Categories
At a glance
The categories
task assigns to an input document individual nodes within a hierarchical taxonomy. For example, in the text:
IBM announces new advances in quantum computing.
examples of categories extracted are technology and computing/hardware/computer
and technology and computing/operating systems
, nodes respectively at level 3 and level 2 in a hierarchical taxonomy.
This model differs from the classification model in that training starts from a set of seed phrases associated with each node in the taxonomy, and does not require labeled documents.
Class definition |
---|
watson_nlp.workflows.categories.esa_hierarchical.ESAHierarchical |
For language support, see Supported languages.
The motivation for the implementation is based on Hierarchical Dataless Classification by Song & Roth, AAAI 2014, see algorithm details for implementation details.
Pretrained models
Model names are listed below.
Model ID | Container Image |
---|---|
categories_esa-workflow_lang_en_stock | cp.icr.io/cp/ai/watson-nlp_categories_esa-workflow_lang_en_stock:1.4.1 |
The models have been tested on data from news reports and general web pages.

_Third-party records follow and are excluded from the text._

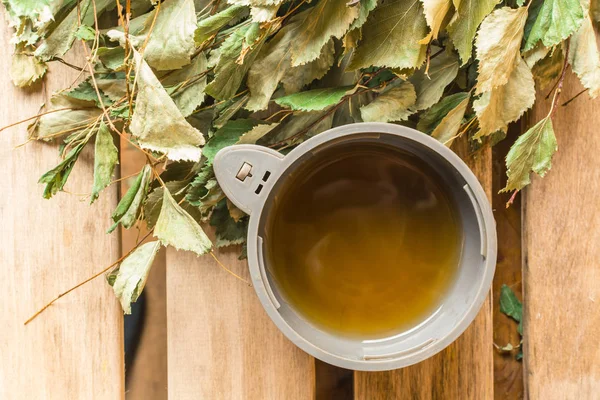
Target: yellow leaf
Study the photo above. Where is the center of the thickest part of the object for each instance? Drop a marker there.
(584, 57)
(505, 104)
(498, 46)
(448, 128)
(435, 14)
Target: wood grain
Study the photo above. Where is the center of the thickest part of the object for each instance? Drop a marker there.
(222, 345)
(147, 378)
(464, 370)
(508, 372)
(74, 350)
(561, 259)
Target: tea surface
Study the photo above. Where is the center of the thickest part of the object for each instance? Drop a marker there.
(363, 241)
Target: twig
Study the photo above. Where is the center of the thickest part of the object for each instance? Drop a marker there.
(41, 310)
(228, 270)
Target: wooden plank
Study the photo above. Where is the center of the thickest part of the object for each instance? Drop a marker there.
(222, 345)
(147, 377)
(508, 372)
(74, 350)
(464, 370)
(561, 263)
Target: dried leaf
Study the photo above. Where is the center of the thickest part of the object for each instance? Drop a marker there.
(532, 151)
(106, 157)
(584, 57)
(175, 227)
(228, 231)
(547, 71)
(430, 86)
(390, 36)
(463, 27)
(188, 85)
(229, 72)
(210, 26)
(327, 19)
(505, 104)
(498, 46)
(313, 100)
(435, 15)
(129, 206)
(274, 64)
(447, 130)
(432, 117)
(228, 135)
(392, 105)
(129, 278)
(171, 42)
(67, 115)
(552, 21)
(56, 178)
(157, 123)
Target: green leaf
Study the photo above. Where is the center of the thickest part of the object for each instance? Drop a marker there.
(86, 92)
(463, 27)
(188, 85)
(392, 105)
(313, 100)
(198, 189)
(106, 157)
(532, 151)
(505, 104)
(26, 69)
(129, 278)
(498, 47)
(85, 32)
(553, 22)
(228, 135)
(273, 65)
(61, 39)
(157, 123)
(432, 117)
(210, 26)
(175, 227)
(129, 206)
(231, 70)
(56, 178)
(430, 86)
(256, 133)
(391, 35)
(510, 304)
(228, 232)
(584, 57)
(445, 132)
(327, 19)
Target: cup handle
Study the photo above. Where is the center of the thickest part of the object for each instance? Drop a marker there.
(246, 173)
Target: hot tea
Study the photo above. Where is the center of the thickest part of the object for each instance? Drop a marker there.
(364, 240)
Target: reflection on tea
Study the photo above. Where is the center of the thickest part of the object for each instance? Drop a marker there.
(363, 240)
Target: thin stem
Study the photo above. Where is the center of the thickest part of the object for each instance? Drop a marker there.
(91, 278)
(228, 270)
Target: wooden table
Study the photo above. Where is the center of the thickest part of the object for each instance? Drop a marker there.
(221, 345)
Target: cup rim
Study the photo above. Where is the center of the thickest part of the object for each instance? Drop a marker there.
(262, 285)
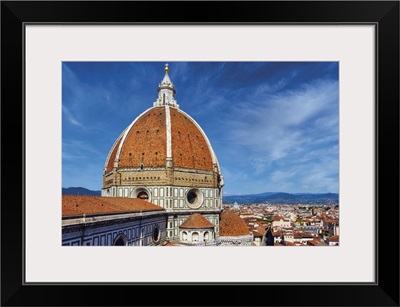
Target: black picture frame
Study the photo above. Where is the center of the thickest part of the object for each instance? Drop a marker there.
(383, 14)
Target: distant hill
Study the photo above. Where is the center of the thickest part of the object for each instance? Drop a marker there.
(80, 191)
(263, 198)
(283, 198)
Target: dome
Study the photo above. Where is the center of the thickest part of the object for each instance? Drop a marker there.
(232, 224)
(163, 146)
(159, 134)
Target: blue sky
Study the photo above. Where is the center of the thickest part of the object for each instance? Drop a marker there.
(274, 126)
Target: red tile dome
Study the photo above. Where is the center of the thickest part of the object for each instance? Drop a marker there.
(146, 142)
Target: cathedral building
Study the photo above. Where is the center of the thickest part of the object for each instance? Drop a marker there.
(165, 160)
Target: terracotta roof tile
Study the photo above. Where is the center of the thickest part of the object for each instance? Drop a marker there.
(79, 205)
(196, 220)
(232, 224)
(146, 142)
(189, 147)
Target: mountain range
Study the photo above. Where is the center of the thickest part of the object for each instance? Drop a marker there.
(263, 198)
(284, 198)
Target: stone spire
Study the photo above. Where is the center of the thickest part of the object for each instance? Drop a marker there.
(166, 92)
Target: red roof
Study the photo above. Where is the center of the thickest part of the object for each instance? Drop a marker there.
(196, 220)
(232, 224)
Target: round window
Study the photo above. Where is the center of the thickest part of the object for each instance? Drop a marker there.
(194, 198)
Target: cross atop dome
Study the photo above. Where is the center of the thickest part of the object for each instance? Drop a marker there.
(166, 91)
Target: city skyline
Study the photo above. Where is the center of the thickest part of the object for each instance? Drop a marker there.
(274, 126)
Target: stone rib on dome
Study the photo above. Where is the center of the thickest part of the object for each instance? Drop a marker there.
(189, 146)
(75, 205)
(232, 224)
(196, 220)
(145, 142)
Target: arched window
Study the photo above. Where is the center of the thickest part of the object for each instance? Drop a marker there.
(156, 234)
(121, 240)
(143, 195)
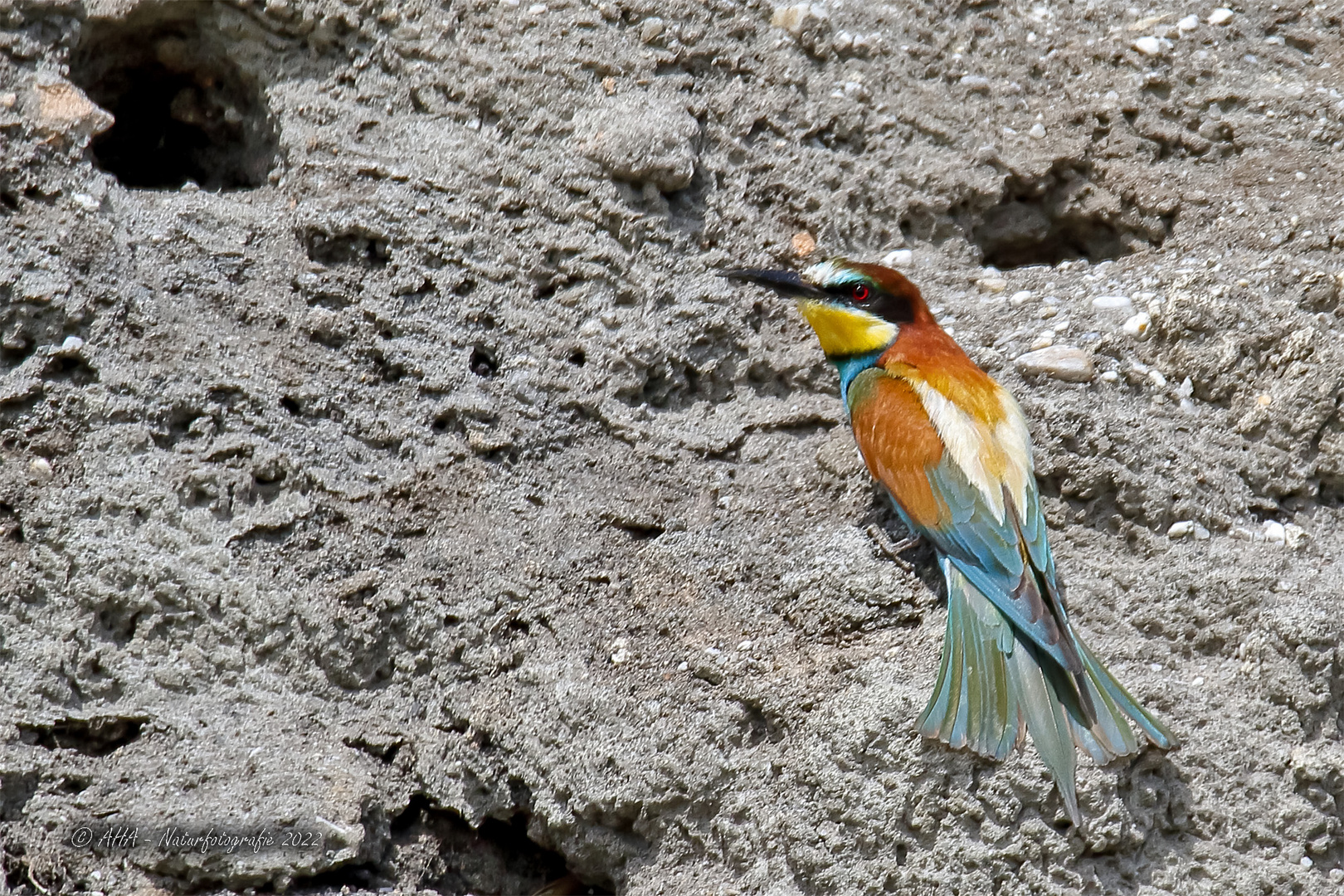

For details of the Categories
type system, see Understanding model type systems.
Running models
The Categories model request accepts the following fields:
Field | Type | Required Optional Repeated |
Description |
---|---|---|---|
raw_document |
watson_core_data_model.nlp.RawDocument |
required | The input document on which to perform Categories predictions |
explanation |
bool |
optional | Boolean flag indicating whether or not explanations should be computed and returned |
limit |
int32 |
optional | The maximum number of predicted categories. If not specified then the limit on the number of predicted categories defaults to 3 |
Example requests
REST API
curl -s \
"http://localhost:8080/v1/watson.runtime.nlp.v1/NlpService/CategoriesPredict" \
-H "accept: application/json" \
-H "content-type: application/json" \
-H "Grpc-Metadata-mm-model-id: categories_esa-workflow_lang_en_stock" \
-d '{ "raw_document": { "text": "A solicitor from Loughborough is delighted when she gets the chance to take part in the final of Bake Off. However, her chances are scuppered when she finds out her arch rival is also going to compete. Unexpectedly, the solicitor is bitten by a zombie and therefore is disqualified from competing." }, "explanation": true, "limit": 2 }'
Response
{"categories":[
{"labels":[
"food & drink",
"desserts and baking"
],
"score":0.74634,
"explanation":[{"text":"bake"}
]
},
{"labels":[
"sports",
"field hockey"
],
"score":0.599151, "explanation":[{"text":"chances"}
]
}
],
"producerId":{
"name":"Categories ESA Workflow",
"version":"1.0.0"
}
}
Python
import grpc
from watson_nlp_runtime_client import (
common_service_pb2,
common_service_pb2_grpc,
syntax_types_pb2,
)
channel = grpc.insecure_channel("localhost:8085")
stub = common_service_pb2_grpc.NlpServiceStub(channel)
request = common_service_pb2.CategoriesRequest(
raw_document=syntax_types_pb2.RawDocument(text="A solicitor from Loughborough is delighted when she gets the chance to take part in the final of Bake Off. However, her chances are scuppered when she finds out her arch rival is also going to compete. Unexpectedly, the solicitor is bitten by a zombie and therefore is disqualified from competing."),
explanation=True,
limit=2
)
response = stub.CategoriesPredict(
request, metadata=[("mm-model-id", "categories_esa-workflow_lang_en_stock")]
)
print(response)
Response
categories {
labels: "food & drink"
labels: "desserts and baking"
score: 0.74634
explanation {
text: "bake"
}
}
categories {
labels: "sports"
labels: "field hockey"
score: 0.599151
explanation {
text: "chances"
}
}
producer_id {
name: "Categories ESA Workflow"
version: "1.0.0"
}
When to use Categorization instead of Classification?
Categorization models work well in use cases where documents can be mapped to taxonomy nodes based on general knowledge topics discussed in the document, where these general topics have a good representation in Wikipedia. Categorization is not expected to work well in use cases that are very domain specific (with little or no representation in Wikipedia) or that require interpretation beyond general topics. For example, tasks such as sentiment or emotion classification are not a good match for Categorization models.